New research from Uganda and Mali suggests malaria exposure might lower the incidence of severe disease, hospitalisation and death for people exposed to SARS-CoV-2, the virus that causes COVID-19. What is your view on this?
It is probably true. The fact remains that COVID-19 was less frequent and less severe among African countries, particularly the lower income African countries. So, if we trace the COVID-19 trajectory in Africa, the incidence is much lower in countries endemic for malaria, most of which are lower and low-middle income countries, and some other characteristics. From that epidemiological point, we need to ask what is unique about these countries. This is compounded by the fact that African-Americans in America or the blacks in other countries are disproportionately affected by COVID-19. That will appear to rule out a genetic basis of this relative protection from COVID-19. The pattern of distribution is pointing strongly in the direction of environmental factors primarily modulating the disease and this may play some roles in the response of persons exposed to those environmental factors.
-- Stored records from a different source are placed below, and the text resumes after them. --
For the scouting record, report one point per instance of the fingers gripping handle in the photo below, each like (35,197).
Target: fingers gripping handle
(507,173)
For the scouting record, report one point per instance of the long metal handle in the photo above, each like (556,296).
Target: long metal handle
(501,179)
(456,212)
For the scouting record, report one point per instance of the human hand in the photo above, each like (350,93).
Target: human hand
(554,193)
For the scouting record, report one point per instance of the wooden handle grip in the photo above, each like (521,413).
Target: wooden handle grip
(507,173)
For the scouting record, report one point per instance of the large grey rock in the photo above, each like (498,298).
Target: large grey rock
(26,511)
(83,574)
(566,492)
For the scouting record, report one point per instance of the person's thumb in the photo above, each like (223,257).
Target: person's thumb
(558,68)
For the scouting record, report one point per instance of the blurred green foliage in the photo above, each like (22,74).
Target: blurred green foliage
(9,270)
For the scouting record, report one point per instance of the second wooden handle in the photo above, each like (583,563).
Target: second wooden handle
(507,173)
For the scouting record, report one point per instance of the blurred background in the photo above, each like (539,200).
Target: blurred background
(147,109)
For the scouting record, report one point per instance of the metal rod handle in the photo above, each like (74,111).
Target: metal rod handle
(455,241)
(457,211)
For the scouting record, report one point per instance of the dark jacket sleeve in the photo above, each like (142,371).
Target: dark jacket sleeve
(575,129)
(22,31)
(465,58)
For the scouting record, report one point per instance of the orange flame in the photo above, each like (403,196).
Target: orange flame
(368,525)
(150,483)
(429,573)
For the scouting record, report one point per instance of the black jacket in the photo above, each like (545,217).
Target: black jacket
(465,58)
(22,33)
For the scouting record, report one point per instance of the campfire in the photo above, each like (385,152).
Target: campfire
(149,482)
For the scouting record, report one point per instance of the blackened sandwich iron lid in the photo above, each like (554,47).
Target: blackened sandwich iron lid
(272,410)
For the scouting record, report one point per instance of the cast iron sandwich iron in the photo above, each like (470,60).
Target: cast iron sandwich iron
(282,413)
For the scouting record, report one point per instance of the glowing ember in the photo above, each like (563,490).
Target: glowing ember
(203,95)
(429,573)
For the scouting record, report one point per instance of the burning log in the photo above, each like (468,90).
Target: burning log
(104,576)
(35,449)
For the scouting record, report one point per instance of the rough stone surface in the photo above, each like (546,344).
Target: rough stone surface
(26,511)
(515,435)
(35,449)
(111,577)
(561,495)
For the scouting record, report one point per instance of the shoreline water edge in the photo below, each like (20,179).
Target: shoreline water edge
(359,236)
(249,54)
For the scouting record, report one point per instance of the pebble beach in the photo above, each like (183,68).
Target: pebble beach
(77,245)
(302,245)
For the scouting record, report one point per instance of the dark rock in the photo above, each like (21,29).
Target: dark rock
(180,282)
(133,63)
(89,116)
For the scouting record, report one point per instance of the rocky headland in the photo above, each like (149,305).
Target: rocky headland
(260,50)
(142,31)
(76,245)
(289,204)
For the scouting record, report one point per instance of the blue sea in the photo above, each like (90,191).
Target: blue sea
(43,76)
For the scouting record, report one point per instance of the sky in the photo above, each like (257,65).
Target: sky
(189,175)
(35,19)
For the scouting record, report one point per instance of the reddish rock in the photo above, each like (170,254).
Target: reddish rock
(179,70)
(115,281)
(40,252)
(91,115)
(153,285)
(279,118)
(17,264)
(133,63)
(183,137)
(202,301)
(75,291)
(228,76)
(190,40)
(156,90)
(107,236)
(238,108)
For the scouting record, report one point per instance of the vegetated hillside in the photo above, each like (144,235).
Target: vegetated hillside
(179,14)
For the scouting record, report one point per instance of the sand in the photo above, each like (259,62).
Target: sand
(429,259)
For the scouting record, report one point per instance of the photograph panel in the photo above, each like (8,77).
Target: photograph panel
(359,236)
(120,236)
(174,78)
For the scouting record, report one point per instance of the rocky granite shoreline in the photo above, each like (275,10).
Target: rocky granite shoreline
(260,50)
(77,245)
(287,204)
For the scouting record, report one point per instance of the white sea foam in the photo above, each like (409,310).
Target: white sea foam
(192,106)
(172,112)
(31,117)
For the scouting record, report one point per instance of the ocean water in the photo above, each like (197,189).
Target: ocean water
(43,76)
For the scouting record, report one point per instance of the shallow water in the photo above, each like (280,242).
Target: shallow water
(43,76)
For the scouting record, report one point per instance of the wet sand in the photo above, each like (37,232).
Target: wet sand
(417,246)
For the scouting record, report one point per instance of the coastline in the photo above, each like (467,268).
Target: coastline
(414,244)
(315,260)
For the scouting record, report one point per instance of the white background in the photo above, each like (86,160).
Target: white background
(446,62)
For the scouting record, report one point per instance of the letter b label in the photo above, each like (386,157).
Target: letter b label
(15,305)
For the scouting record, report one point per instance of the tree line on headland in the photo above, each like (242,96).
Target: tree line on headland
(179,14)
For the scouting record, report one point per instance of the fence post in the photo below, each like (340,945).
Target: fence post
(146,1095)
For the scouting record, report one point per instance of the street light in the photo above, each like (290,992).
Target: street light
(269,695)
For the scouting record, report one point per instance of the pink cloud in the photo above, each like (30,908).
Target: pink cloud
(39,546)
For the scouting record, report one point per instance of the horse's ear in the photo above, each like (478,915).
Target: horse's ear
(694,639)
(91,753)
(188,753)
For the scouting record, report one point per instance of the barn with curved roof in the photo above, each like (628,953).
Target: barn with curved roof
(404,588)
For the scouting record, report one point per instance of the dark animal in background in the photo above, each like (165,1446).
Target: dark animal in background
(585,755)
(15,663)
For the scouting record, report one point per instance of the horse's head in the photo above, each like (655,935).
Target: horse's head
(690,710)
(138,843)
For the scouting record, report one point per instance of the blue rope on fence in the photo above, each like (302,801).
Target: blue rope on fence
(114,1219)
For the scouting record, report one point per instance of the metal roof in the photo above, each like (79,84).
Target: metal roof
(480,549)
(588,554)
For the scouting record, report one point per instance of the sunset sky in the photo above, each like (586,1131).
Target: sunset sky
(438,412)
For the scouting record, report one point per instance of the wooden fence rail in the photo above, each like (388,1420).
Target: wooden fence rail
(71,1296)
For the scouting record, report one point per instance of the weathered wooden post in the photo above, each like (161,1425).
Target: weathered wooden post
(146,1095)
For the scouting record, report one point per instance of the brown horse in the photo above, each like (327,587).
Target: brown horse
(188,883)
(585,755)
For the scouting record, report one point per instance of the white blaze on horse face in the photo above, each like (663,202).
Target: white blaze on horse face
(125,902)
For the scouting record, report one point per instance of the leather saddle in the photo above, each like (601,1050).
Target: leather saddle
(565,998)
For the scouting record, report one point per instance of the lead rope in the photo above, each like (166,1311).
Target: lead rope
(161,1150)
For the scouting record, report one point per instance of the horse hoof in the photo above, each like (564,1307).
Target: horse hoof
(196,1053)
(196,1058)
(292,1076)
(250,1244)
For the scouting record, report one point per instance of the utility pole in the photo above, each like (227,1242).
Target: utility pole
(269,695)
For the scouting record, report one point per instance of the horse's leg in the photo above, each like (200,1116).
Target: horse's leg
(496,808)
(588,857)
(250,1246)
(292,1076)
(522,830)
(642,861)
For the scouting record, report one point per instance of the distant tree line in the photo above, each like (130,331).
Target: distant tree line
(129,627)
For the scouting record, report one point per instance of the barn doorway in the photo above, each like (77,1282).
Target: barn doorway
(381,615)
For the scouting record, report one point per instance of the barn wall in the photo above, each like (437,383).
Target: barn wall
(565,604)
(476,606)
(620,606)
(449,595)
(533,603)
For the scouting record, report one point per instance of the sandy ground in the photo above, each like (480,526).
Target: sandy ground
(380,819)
This is how science operates. Steps include a careful observation of the pattern of distribution of a disease, drawing up a hypothesis of the associations and exploring the hypothesis through some experiments (as in the studies you referred to). Thereafter, there will be a presentation to relevant authorities for peer review and now an adoption of the finding to inform other actions. I must say that while the stated study may be providing some evidence to support the malaria exposure theory, the claims will still be properly researched before definite statements will be made by the WHO.
How can Nigeria advance equity, build resilience and end malaria?
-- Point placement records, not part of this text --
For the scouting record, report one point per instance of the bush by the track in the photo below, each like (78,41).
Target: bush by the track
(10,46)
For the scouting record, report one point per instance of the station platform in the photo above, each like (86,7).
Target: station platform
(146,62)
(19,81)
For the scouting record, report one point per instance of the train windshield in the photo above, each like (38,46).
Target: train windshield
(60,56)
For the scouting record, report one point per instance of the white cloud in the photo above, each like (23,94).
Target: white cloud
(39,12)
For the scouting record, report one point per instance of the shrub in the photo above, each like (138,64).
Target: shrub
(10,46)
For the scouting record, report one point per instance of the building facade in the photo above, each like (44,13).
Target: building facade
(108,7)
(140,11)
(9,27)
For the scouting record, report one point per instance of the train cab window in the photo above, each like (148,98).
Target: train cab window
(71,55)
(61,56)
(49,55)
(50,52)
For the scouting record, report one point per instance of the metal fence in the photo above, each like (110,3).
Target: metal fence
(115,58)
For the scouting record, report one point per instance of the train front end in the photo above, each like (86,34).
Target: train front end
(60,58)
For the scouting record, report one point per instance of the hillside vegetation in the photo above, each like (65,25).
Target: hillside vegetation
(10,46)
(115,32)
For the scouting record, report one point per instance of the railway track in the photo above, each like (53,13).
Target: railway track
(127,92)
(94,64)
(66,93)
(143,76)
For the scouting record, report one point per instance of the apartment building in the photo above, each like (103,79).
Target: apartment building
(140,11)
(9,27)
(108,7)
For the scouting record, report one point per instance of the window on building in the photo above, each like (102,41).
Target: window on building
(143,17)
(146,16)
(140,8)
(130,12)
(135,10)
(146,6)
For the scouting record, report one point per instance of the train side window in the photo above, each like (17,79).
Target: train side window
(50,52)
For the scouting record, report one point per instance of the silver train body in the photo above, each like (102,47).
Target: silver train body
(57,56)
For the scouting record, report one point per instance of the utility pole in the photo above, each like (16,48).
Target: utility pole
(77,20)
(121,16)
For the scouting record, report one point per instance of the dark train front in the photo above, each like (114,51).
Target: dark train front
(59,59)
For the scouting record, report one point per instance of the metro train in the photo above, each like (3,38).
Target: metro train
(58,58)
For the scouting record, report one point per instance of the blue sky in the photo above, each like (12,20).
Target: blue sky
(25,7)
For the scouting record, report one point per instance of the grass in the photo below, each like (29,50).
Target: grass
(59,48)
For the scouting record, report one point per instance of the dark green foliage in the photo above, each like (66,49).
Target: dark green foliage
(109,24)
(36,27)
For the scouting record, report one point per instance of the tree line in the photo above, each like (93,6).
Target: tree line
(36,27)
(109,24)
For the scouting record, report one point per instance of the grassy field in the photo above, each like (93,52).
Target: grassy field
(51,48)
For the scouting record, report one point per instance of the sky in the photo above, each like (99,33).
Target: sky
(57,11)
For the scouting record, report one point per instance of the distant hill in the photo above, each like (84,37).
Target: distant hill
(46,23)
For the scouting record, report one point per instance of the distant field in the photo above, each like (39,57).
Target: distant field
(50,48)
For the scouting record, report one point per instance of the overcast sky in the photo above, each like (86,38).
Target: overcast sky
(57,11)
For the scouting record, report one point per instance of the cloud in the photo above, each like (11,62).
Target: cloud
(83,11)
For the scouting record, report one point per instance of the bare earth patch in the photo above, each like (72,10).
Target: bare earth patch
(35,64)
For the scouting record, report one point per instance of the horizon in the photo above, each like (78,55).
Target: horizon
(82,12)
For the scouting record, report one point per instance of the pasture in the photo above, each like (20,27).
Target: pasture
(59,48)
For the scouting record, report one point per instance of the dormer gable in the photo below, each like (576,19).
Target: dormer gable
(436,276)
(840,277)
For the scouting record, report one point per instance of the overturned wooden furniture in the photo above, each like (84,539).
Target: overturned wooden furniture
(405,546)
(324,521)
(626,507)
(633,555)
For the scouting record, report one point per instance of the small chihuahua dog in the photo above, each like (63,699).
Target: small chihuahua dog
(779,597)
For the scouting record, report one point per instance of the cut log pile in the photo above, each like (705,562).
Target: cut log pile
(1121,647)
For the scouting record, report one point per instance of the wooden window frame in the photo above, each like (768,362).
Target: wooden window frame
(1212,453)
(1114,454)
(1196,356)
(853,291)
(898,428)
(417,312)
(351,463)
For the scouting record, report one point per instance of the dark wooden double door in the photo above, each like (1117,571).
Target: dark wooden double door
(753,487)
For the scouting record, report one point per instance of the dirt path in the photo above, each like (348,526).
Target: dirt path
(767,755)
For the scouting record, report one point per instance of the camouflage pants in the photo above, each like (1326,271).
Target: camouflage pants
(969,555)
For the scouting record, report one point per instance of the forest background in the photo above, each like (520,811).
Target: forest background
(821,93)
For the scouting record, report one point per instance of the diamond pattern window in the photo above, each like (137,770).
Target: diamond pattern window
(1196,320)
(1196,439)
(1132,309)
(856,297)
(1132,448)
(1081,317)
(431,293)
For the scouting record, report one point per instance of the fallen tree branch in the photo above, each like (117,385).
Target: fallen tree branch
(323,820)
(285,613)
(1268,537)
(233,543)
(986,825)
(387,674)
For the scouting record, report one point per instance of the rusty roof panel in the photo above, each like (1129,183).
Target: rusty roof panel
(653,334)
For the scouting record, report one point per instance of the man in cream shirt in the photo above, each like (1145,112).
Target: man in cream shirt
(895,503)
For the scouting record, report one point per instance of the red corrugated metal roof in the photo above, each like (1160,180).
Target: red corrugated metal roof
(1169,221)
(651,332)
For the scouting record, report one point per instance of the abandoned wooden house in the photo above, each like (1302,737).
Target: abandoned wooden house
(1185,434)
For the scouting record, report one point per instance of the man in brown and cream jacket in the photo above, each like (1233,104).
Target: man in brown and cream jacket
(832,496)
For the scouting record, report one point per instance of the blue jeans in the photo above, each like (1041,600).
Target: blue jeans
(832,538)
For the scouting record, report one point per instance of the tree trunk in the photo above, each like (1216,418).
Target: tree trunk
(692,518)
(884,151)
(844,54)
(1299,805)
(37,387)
By equity, we are referring to every eligible person receiving antimalarial commodities or services according to their need irrespective of age, gender, location, or financial status. So, we need to maintain the current approach of universal distribution for some of the interventions, strengthen community systems to reach people in hard-to-reach areas, get products freely to the general masses, or ensure they are affordable.
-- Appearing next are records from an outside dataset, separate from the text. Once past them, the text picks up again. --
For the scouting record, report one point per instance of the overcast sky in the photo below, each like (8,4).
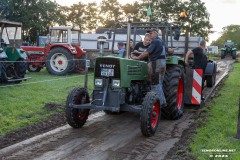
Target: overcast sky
(222,12)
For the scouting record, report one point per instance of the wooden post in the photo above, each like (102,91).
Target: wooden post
(238,126)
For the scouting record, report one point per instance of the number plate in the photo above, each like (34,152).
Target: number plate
(107,72)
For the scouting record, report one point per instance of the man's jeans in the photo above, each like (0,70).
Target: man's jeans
(158,69)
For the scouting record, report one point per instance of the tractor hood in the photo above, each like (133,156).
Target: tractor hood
(125,70)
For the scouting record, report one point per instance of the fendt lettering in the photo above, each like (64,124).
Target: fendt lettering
(107,65)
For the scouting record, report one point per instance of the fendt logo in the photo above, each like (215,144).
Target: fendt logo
(107,65)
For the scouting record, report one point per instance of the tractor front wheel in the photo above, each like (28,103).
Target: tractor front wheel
(173,87)
(60,61)
(77,117)
(150,115)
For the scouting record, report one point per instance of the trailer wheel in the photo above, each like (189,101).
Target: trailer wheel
(77,117)
(60,61)
(150,114)
(33,68)
(173,87)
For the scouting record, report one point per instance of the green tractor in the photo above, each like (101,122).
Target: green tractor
(229,50)
(121,84)
(12,58)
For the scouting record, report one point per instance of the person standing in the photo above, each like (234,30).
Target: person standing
(199,60)
(121,50)
(140,47)
(157,64)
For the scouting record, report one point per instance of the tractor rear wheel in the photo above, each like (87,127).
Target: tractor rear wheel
(211,80)
(77,117)
(222,54)
(33,68)
(150,114)
(173,87)
(60,61)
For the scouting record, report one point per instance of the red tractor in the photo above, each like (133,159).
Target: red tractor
(61,54)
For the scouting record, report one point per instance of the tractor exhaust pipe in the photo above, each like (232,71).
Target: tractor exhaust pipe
(128,38)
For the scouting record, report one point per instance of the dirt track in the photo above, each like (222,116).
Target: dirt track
(108,137)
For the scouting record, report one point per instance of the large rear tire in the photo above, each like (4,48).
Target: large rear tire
(150,115)
(222,54)
(77,117)
(33,68)
(173,87)
(60,61)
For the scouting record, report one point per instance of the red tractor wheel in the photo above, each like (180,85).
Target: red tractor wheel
(60,61)
(150,115)
(77,117)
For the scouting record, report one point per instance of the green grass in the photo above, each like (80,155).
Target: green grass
(23,104)
(221,122)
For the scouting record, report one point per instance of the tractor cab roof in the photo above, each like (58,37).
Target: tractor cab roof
(6,23)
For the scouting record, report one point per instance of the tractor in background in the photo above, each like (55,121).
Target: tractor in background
(61,54)
(12,58)
(229,50)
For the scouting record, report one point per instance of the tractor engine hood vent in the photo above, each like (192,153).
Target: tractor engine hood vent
(107,67)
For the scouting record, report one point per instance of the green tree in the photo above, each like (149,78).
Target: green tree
(230,32)
(35,15)
(76,15)
(92,16)
(111,12)
(133,10)
(197,20)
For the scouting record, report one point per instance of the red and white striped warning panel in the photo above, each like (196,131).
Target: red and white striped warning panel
(197,86)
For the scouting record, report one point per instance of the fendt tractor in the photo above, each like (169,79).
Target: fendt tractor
(121,84)
(229,50)
(61,54)
(12,57)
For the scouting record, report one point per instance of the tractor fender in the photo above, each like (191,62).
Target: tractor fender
(211,68)
(2,54)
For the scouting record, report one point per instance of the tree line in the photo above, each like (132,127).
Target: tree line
(36,15)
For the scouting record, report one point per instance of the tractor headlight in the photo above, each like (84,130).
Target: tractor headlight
(98,82)
(116,83)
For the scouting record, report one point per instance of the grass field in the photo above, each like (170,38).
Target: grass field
(24,104)
(220,126)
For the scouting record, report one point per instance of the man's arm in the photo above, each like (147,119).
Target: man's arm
(141,56)
(187,56)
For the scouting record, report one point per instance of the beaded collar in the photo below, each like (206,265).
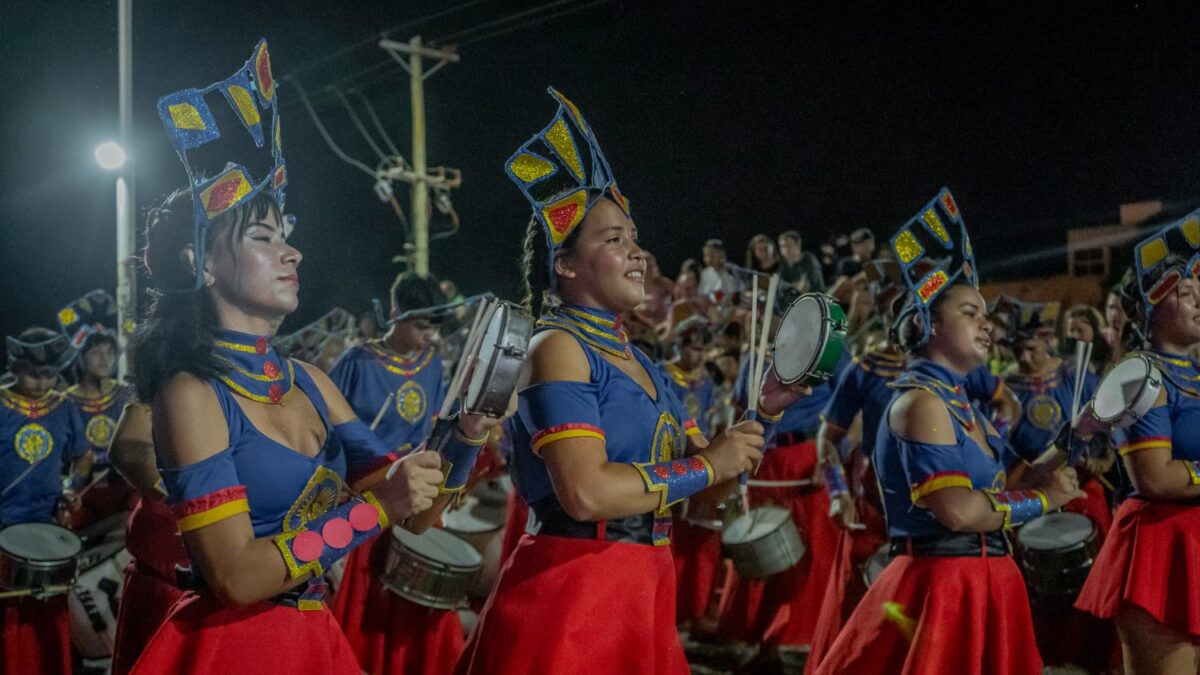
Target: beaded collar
(600,329)
(1181,371)
(33,408)
(943,383)
(256,370)
(396,363)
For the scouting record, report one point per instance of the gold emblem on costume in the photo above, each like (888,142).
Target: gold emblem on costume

On resilience, we need to increase budgetary allocation to malaria so that services are not interrupted. Contributions from partners can be used to address items distributed through mass campaigns; building and expanding capacities in other areas of malaria interventions such as entomology, molecular skills, putting in place robust surveillance systems. After that, we need protocols for responding to unforeseen major health problems such as pandemics and epidemics. These measures and the innovations indicated previously are critical elements toward ending malaria. This year’s catchphrase is ‘Every Effort Counts’. We must do all possible to engage everyone. Mobilise the community health workforce towards the quality of care; engage the private sector and promote public enlightenment.